Obama’s Hope for the Future of the Brain
New research program aims to unlock the mysteries of consciousness itself.
By Imogen G. Whittaker-Cumming, Staff Writer
On April 2, United States President Barack Obama proposed the Brain Research through Advancing Innovative Neurotechnologies program, or BRAIN. BRAIN is a research initiative that, if passed by congress, will launch in 2014 with $100 million in support from federal, public and private institutions. The program is expected to yield economic as well as scientific benefits.
What technological advancements lie in the future if Obama’s initiative is successful? The program guidelines, milestones and hypotheses are as yet largely unidentified. But Obama and his neuroscience “dream team” led by Dr. Cornelia Bargmann of Rockefeller University assert that this could be a giant leap in our understanding of the world’s most sophisticated computer, the human brain. BRAIN researchers will map the brain’s roughly 100 billion neurons and how signals pass through the trillions of complex pathways between neurons.
Although scientists can already observe a single neuron, they have not been able to examine how neurons interact at the speed of thought. [pullquote]As National Institute of Health director Francis Collins says, “Taking your laptop and prying the top off and staring at the parts inside, you’d be able to say, yeah, this is connected to that, but you wouldn’t know how it worked.”[/pullquote]
What if we did know how the brain worked? The most direct and obvious benefits would be breakthroughs in our comprehension of degenerative diseases like Alzheimer’s and Parkinson’s and disorders such as schizophrenia. These findings could help sophisticate prosthetic limbs. The Defence Advanced Research Projects Agency, which is contributing $50 million to BRAIN, intends to use the project’s discoveries to treat post-traumatic stress disorder and other mental illnesses for injured soldiers.

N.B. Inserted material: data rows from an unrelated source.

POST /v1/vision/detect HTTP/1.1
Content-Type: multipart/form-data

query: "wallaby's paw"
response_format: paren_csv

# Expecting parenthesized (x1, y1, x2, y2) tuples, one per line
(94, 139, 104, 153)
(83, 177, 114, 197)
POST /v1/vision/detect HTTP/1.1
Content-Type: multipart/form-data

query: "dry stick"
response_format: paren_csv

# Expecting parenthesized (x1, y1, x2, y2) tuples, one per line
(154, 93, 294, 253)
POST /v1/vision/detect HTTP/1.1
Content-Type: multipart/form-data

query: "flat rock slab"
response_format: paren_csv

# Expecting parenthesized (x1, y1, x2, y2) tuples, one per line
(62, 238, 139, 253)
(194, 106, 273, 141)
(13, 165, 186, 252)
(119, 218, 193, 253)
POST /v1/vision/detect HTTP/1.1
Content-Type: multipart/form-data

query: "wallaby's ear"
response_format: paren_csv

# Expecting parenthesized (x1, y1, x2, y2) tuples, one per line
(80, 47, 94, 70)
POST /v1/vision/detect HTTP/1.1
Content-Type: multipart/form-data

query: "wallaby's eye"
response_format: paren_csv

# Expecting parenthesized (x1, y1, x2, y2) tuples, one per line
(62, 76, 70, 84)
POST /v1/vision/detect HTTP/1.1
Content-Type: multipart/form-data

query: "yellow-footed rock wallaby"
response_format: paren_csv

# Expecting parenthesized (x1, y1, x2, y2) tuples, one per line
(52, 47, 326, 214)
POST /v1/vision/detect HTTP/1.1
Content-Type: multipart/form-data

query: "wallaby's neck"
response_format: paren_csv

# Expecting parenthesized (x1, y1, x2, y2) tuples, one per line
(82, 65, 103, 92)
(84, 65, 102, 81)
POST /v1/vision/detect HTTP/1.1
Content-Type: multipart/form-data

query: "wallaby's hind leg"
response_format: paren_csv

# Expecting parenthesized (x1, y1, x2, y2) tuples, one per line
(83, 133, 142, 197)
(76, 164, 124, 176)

Further possible neuroscience advancements will also affect people’s day-to-day functioning in terms of understanding why and how we make decisions and alleviating anxiety. Neuroscientists have analogized the brain as a river, claiming that a river reacts to the shape of the riverbed and also carves it. If our brains’ firing neurons have shaped our behaviours, then making new connections between neurons is possible, leading to new behaviours.
BRAIN could also economically benefit the United States. In a statement from the White House, Obama reminded the world that the Human Genome Project, which cost over $3 billion over 10 years, returned $140 to the U.S. economy for every $1 spent.
How will this program affect the hotbed of neuroscience research here in Canada? Jeff Chisholm, the director of research and design at a neuroscience start-up in Toronto, told us that the BRAIN proposal is exciting for their company “because it shows a trend; it creates agreement” around the importance of neuroscience research. “When the United States President says we’re going to put a man on the moon, it can be a sort of rallying call to bring people together. So it may be more significant as a symbolic announcement rather than a policy announcement,” Chisholm commented.
In the 1960s, U.S. President John F. Kennedy’s space program united medical researchers, engineers, machinists, and factory workers together in the pursuit of a common goal. Likewise, in the BRAIN program, “there will be materials engineers, there will be technicians, physicists, and at some point, there will be astronomical amounts of data and then they’ll need informatics, computer scientists, artificial intelligence, programmers, modellers,” Chisholm asserts.
Sceptics say the program is too vague or may detract from private research efforts. After all, there remain many more questions than answers concerning scientists studying how neurons give human beings consciousness.